Renata Abreu também diz que o sistema pode
reduzir a polarização por potencialmente eleger quem tem menos rejeição e diz
que a comissão avalia sua aplicação em eleições para presidente, governador e
prefeito.
— Pode ser alternativa para harmonizar o
país e reduzir custos, porque você evita um segundo turno. Ainda mais no
cenário de pandemia, seria muito útil — disse a relatora ao GLOBO.
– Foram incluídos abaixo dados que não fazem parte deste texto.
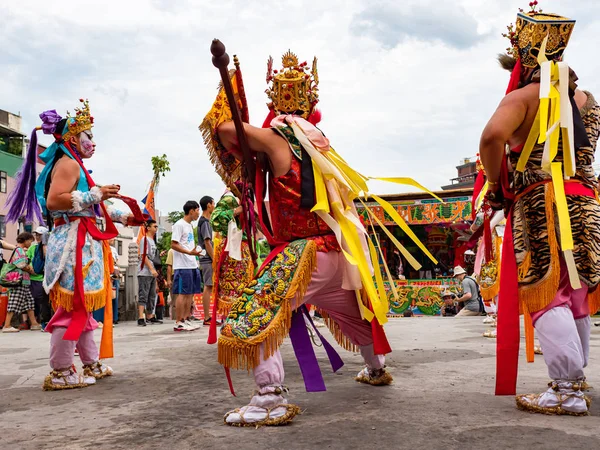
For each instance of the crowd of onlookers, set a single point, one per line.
(188, 273)
(189, 269)
(22, 276)
(28, 304)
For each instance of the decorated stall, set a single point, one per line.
(444, 227)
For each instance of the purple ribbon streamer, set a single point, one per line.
(305, 354)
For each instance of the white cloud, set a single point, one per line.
(414, 108)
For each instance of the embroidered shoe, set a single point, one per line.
(268, 407)
(182, 326)
(66, 379)
(562, 398)
(374, 377)
(97, 370)
(192, 326)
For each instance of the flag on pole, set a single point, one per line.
(149, 209)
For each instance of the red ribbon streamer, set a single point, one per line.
(507, 341)
(515, 77)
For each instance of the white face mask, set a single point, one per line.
(87, 144)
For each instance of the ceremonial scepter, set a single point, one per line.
(221, 61)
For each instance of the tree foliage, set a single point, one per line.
(160, 165)
(174, 216)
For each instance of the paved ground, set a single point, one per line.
(169, 391)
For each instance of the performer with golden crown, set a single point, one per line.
(78, 257)
(546, 184)
(321, 254)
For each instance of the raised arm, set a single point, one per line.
(262, 140)
(506, 120)
(63, 197)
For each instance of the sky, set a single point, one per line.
(405, 87)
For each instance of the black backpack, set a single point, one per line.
(479, 297)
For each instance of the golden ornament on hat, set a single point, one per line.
(532, 28)
(293, 90)
(82, 120)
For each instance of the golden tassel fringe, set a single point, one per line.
(594, 301)
(537, 296)
(490, 292)
(62, 297)
(245, 354)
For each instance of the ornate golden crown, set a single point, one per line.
(80, 122)
(530, 31)
(294, 88)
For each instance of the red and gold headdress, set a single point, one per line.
(82, 120)
(294, 88)
(531, 29)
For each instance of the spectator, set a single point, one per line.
(6, 246)
(205, 234)
(449, 308)
(186, 281)
(19, 297)
(172, 296)
(116, 278)
(41, 299)
(470, 294)
(147, 275)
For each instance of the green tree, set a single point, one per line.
(160, 166)
(174, 216)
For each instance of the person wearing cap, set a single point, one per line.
(449, 308)
(470, 296)
(43, 312)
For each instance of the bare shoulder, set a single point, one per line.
(524, 95)
(67, 166)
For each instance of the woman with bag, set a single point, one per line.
(16, 276)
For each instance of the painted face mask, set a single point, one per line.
(87, 144)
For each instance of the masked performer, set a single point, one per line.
(233, 267)
(78, 257)
(320, 251)
(550, 261)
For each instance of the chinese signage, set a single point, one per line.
(424, 212)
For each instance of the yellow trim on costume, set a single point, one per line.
(337, 185)
(555, 117)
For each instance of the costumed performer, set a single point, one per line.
(320, 251)
(233, 267)
(78, 263)
(545, 181)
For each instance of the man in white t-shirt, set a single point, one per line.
(186, 281)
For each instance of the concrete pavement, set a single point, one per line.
(169, 391)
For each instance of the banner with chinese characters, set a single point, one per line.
(424, 212)
(422, 297)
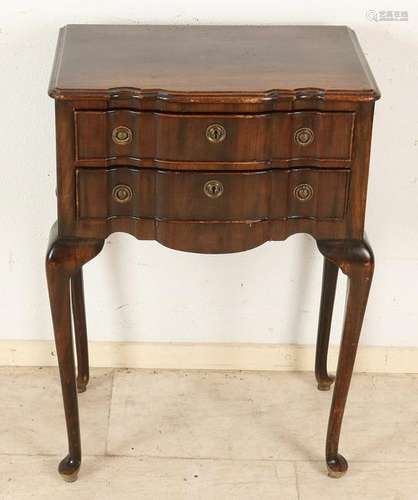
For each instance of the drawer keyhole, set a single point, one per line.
(213, 189)
(216, 133)
(122, 193)
(304, 136)
(303, 192)
(122, 135)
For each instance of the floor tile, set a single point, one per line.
(229, 415)
(32, 416)
(363, 481)
(381, 419)
(110, 478)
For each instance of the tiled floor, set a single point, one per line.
(173, 435)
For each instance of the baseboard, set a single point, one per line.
(211, 356)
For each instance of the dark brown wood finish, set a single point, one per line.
(212, 140)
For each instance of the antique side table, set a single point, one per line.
(211, 140)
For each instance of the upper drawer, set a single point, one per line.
(170, 140)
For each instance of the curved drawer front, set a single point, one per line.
(173, 140)
(211, 196)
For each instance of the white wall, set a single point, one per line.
(143, 291)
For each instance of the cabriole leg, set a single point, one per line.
(80, 330)
(355, 258)
(63, 259)
(329, 283)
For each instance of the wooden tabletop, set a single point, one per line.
(94, 59)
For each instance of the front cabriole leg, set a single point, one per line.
(64, 258)
(355, 259)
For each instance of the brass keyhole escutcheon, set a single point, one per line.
(213, 189)
(303, 192)
(304, 136)
(122, 135)
(122, 193)
(215, 133)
Uma análise da FairVote com os resultados
de 236 eleições com votação preferencial nos Estados Unidos, por outro lado,
mostra que, em apenas 29, o vencedor não foi o primeiro ou o segundo colocados
na disputa. Em apenas 15 delas, o vencedor não foi o líder na primeira rodada:
em 13, o segundo colocado venceu e em duas foi o terceiro. Ou seja, o eleito
seria diferente do resultado alcançado em um segundo turno em apenas 0,8% dos
casos.
Mitraud defende que, nos lugares em que o
voto preferencial é usado, não há cenário de polarização extrema como no Brasil
e, por isso, não é possível avaliar a partir da experiência estrangeira como
seria sua aplicação no país. Ele afirma que, pelo fato de o sistema ser uma
novidade, é preciso inseri-lo aos poucos nas eleições e diz que a melhor opção
é começar com a mudança já na disputa presidencial:
— Chama atenção do país inteiro e onde a
gente vive uma polarização nociva ao país.
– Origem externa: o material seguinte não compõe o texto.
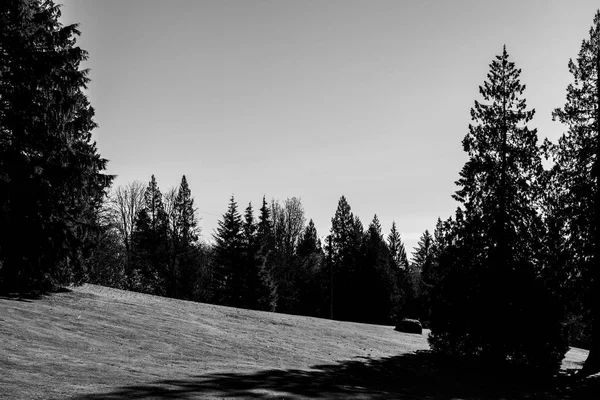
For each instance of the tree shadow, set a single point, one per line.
(28, 297)
(417, 375)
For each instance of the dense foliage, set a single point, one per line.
(509, 280)
(493, 303)
(51, 180)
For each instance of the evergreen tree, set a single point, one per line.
(185, 234)
(396, 248)
(378, 279)
(311, 278)
(499, 190)
(577, 179)
(252, 280)
(51, 180)
(422, 258)
(264, 257)
(228, 266)
(150, 240)
(345, 256)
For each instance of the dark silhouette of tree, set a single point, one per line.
(396, 248)
(423, 259)
(150, 270)
(51, 180)
(185, 234)
(228, 262)
(264, 257)
(345, 255)
(577, 175)
(253, 285)
(501, 234)
(125, 204)
(378, 279)
(312, 276)
(288, 225)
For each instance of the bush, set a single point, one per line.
(409, 326)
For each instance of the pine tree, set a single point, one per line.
(396, 248)
(422, 258)
(51, 180)
(150, 240)
(312, 280)
(185, 240)
(345, 255)
(378, 279)
(252, 280)
(264, 257)
(577, 173)
(228, 258)
(499, 189)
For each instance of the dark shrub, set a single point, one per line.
(409, 326)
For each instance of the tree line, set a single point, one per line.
(271, 259)
(510, 279)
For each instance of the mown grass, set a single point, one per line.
(100, 343)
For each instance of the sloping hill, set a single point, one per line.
(99, 343)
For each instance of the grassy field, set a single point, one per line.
(94, 342)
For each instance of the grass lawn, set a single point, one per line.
(94, 342)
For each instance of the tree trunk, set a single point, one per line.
(592, 363)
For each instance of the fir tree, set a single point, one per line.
(228, 266)
(51, 180)
(499, 190)
(577, 179)
(396, 248)
(185, 235)
(264, 257)
(150, 239)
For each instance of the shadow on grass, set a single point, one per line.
(408, 376)
(6, 294)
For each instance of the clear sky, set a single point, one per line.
(314, 99)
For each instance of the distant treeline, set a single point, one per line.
(509, 280)
(274, 261)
O cientista político Emerson Cervi, da
Universidade Federal do Paraná (UFPR), por sua vez, avalia que sistemas
eleitorais “funcionam quando são compreendidos pelos eleitores”, o que demanda
simplicidade, transparência e prática.
— Quando mudamos tão radicalmente um
sistema, que vai muito além do fim do segundo turno, isso gera um problema para
o eleitor. Até ele entender que o primeiro voto vai ser excluído e passará a
valer o segundo voto, isso pode gerar problema de legitimidade do sistema para
o eleitor comum — diz Cervi.
O cientista político Marcus Ianoni,
professor da Universidade Federal Fluminense (UFF), defende a manutenção do
atual sistema. Segundo ele, o método atual garante que candidatos e partidos
políticos se reorganizem em alianças e entendimentos políticos em segundo turno
com vistas à formação de um governo pautado no presidencialismo de coalizão. O
voto preferencial, de acordo com ele, é uma discussão temerária na atual
conjuntura.
— A proposta do voto preferencial é de difícil entendimento para a população e, além disso, tira a possibilidade de haver uma reorganização das coalizões nos casos em que ocorre segundo turno. Como costuma-se dizer, o segundo turno é uma outra eleição, assim tem sido. Ou acabam com o segundo turno ou fica como está, não acho boa essa experimentação do voto preferencial — conclui Ianoni.